Loss on Early Extinguishment of Debt
The Company recognized a $30.5 million loss on early extinguishment of debt in the second quarter of 2009 associated with the repurchase of senior notes due 2010.
Other Items, Net
"Other items, net" for the second quarter of 2009 was a net loss of $3.5 million principally reflecting foreign currency exchange losses. "Other items, net" for the same prior-year period included a pre-tax gain of $127.2 million on the sale of the Company's investment in Sundance Channel.
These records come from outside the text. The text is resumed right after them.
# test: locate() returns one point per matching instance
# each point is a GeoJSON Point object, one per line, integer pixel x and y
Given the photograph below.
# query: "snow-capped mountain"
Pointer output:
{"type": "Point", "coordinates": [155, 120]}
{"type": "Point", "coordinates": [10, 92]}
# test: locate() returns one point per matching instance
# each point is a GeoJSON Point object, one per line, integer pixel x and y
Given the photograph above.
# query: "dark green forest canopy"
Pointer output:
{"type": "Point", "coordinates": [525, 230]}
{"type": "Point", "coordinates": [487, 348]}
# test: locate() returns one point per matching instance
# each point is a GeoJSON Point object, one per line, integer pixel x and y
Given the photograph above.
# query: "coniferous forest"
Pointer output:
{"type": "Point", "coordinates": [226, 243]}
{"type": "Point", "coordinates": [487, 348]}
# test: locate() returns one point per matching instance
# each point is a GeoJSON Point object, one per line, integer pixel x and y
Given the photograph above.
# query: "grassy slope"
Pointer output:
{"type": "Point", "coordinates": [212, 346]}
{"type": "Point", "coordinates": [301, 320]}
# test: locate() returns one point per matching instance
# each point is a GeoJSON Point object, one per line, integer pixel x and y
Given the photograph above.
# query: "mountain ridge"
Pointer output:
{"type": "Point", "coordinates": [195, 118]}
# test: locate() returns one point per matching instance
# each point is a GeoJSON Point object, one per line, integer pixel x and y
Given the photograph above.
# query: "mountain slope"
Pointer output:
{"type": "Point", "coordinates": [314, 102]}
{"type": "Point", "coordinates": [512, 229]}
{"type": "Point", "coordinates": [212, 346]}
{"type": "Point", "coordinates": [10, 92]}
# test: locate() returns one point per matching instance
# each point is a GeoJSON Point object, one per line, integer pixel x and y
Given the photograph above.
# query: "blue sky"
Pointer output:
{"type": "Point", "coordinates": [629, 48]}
Provision for Income Taxes
For the second quarter, the Company's provision for income taxes was $56.9 million for 2009 and $232.9 million for 2008 on earnings before income taxes of $75.4 million for 2009 and $642.8 million for 2008. The second quarter 2009 income tax provision includes a $23.3 million reduction of deferred tax assets associated with stock-based compensation. On an adjusted basis, excluding the impact of this reduction of deferred tax assets and divestitures, the second quarter effective income tax rate was 42.9% for 2009 versus 35.7% for 2008.
About CBS Corporation
CBS Corporation (NYSE: CBS.A and CBS) is a mass media company with constituent parts that reach back to the beginnings of the broadcast industry, as well as newer businesses that operate on the leading edge of the media industry. The Company, through its many and varied operations, combines broad reach with well-positioned local businesses, all of which provide it with an extensive distribution network by which it serves audiences and advertisers in all 50 states and key international markets. It has operations in virtually every field of media and entertainment, including broadcast television (CBS and The CW - a joint venture between CBS Corporation and Warner Bros.